Siamo ancora in Inverno ma il tratto distintivo di Telemaco Signorini (Firenze, 1835-1901), la luce calda ed abbagliante che tutto irradia, ci fa capire che quella dipinta non è la realtà ma l’idea di essa che ne ha l’artista. Se infatti possono essere plausibili un’arroventato selciato per le vie di Ravenna, una soleggiata scogliera, o un arido paesaggio toscano (visti nella mostra che il Poldi Pezzoli ha dedicato ai Macchiaioli nel 2016) non lo può certo essere il contesto montano con la neve ancora appoggiata sui rami degli alberi e sul basto dell’asino mentre è sciolta ovunque tutto attorno, al punto da indurre un vecchio, poggiata a terra la fascina, ad una sosta per una placida fumata di pipa mentre immaginiamo il bambino con lui intento a tempestarlo di domande.

Spariscono gli uomini ma restano gli animali sui quali si regge l’economia di montagna, nella Mandria sperduta di Stefano Bruzzi (Piacenza, 1835-1911). La sua abilità di restituirci i più minimi dettagli in punta di pennello fa pensare ad una verosimiglianza che diventa realismo dalla fedeltà quasi fotografica.
Che non è arida esibizione tecnica, come nella mirabile morbidezza del manto dell’asino, ma strumento per trasmettere emozioni, fossero anche la melanconia suscitata dallo sguardo acquoso e triste delle pecore di un gregge al pascolo le cui teste oblunghe e ciondolanti quasi fuoriescono dalla tela fra sprazzi di blu.

Un colore che ritroviamo, ma trattato con uno stile diametralmente opposto e steso denso a colpi di spatola, nella vibrante liquefazione delle Baite abbandonate di Leonardo Bazzaro (Milano, 1859-1937).
Dove le ombre sulla neve hanno lo stesso colore del cielo e gli edifici ci riportano ad un’ambientazione vicina a quella del primo dipinto descritto in apertura.

Siamo, invece, al simbolismo più classico in Ultimi raggi di Carlo Fornara (Prestinone - VB, 1871-1968).
Il quadro è tutto sommato sereno, nel villaggio sotto la montagna, con le spighe inclinate a ricordarci un campo di grano in Van Gogh ed affidando soltanto ad un ramo secco in primo piano il compito di evocare il senso di morte profuso nel Trittico dell’Engadina da Segantini, il suo “padre” artistico.
Originario della Val Vigezzo, Fornara non è ritenuto dalla critica un artista di primo livello, ciononostante il suo L’Aquilone gli è valso il ruolo di immagine simbolo della mostra.

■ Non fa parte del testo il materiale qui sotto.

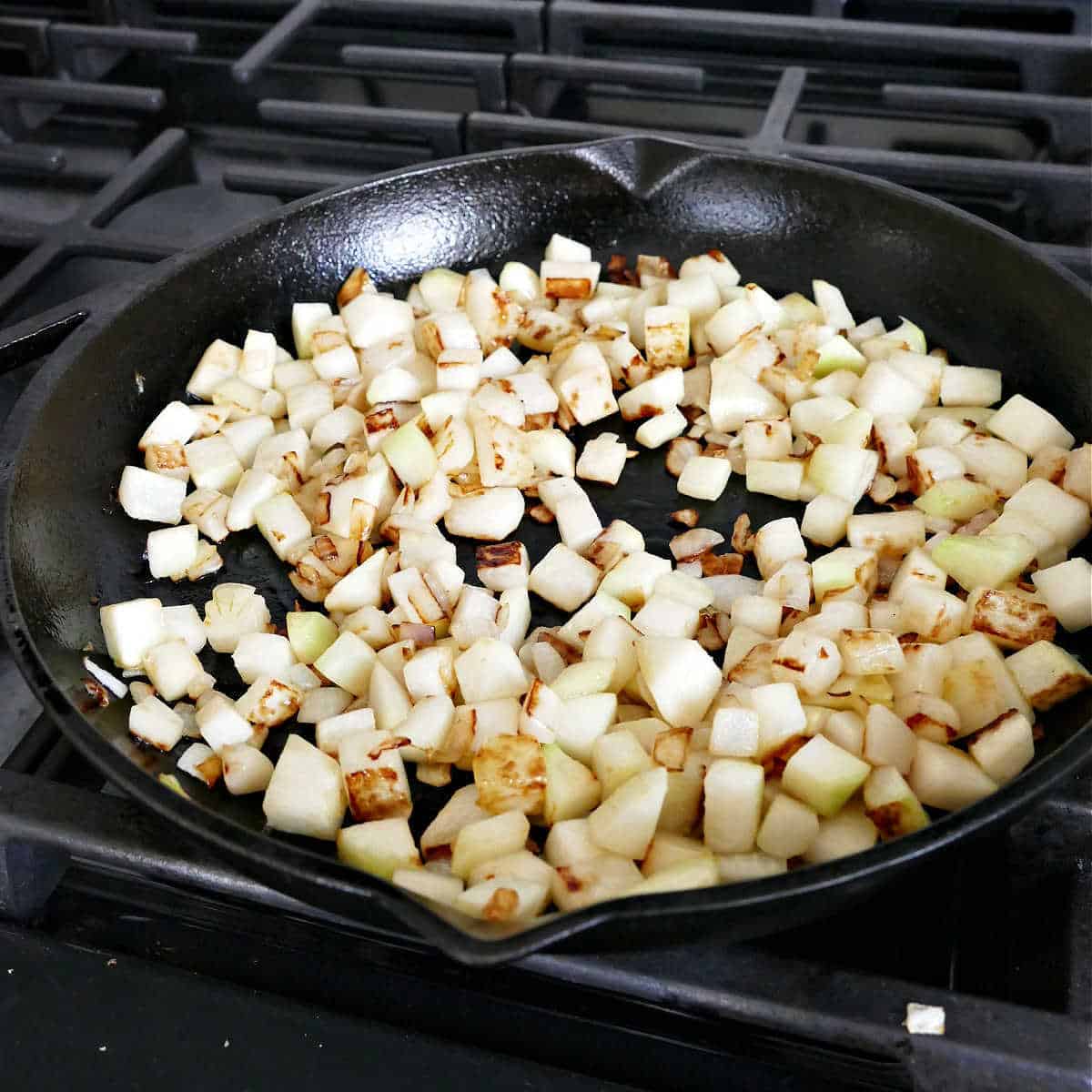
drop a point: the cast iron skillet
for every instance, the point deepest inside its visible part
(66, 545)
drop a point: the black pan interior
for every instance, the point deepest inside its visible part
(975, 290)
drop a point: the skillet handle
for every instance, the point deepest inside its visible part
(34, 338)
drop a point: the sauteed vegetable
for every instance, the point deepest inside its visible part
(689, 724)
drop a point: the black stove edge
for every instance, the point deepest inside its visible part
(126, 1021)
(1014, 1046)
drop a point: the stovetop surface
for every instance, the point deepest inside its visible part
(132, 129)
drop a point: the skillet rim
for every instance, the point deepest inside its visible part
(300, 871)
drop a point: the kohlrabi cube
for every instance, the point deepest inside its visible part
(983, 561)
(1005, 747)
(945, 778)
(733, 805)
(1066, 589)
(891, 805)
(131, 629)
(306, 794)
(824, 775)
(1046, 674)
(380, 847)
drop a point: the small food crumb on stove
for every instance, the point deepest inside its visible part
(924, 1019)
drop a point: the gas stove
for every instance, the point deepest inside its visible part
(132, 129)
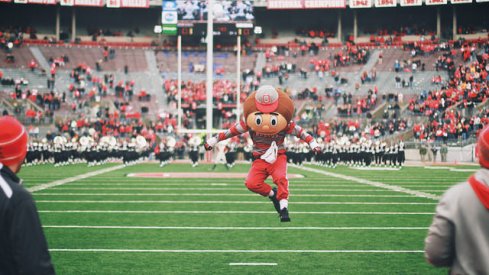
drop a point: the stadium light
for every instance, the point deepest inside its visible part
(258, 30)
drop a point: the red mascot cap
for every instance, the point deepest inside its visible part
(266, 99)
(13, 141)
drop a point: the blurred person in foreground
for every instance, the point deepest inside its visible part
(458, 238)
(23, 247)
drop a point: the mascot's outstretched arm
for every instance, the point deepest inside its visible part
(236, 130)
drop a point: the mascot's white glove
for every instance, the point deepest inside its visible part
(314, 147)
(270, 155)
(209, 144)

Esempio emblematico di quel Giapponismo di cui si è scritto presentando la contemporanea mostra di Immagini dal mondo fluttuante (Ukiyo-e), ospitata anch’essa a Milano a poca distanza da via Manzoni (leggi di più >>>), ci pare di ritrovarvi, più la sintesi poetica di Hiroshige rispetto all’attenzione per il particolare ed alla minuziosa descrittività di Hokusai.
Dalle grandi dimensioni della sua tela, ben più estese rispetto a quelle delle stampe dell’Estremo Oriente che l’hanno ispirata, il primo forte impatto che riceviamo nell’avvicinarla è quello che ci viene dato dai suoi colori sui toni prevalenti del rosa e del viola, ai quali l’argento che vi è mescolato conferisce lucentezza metallica.
Nella forma e nel colore delle nubi, cariche del grigio-nero di una precipitazione in arrivo, ci sembra di rivedere quelle immancabili, alte nel cielo o basse al livello del suolo, in tutte le 36 vedute del monte Fuji di Hokusai.
Mentre, fermo come l’acqua delle sue cascate, è qui l'impetuoso e freddo vento di tramontana che arriva dal nord e dà il titolo al quadro.
Non ne vediamo il soffio della massa d’aria spostata, ma ce ne viene suggerita la presenza negli effetti che ha sugli elementi della composizione, che ci appaiono paradossalmente immobili, quasi fossero pietrificati.
Dai rami amaranto dei larici, spogli ed innaturalmente piegati, sui quali si notano alcune piccole pigne della stagione precedente rimaste ancora attaccate.
Alle tracce lasciate sulla neve dai filetti d’aria, rese con lunghe e sottili linee che, alternando rosa e bianco senza discontinuità, aggirando le macchie brune del terreno scoperto al piede degli alberi percorrono tutta la superficie innevata sulla quale ha lasciato una fila delle sue impronte, leggere nonostante il carico della fascina di legno che porta sulle spalle, l’anziana donna che procede, piegata controvento, e le cui vesti è pur vero che “svolazzano” dietro di lei, ma lo fanno rigide e statiche quasi fossero inamidate e più una scultura che un dipinto.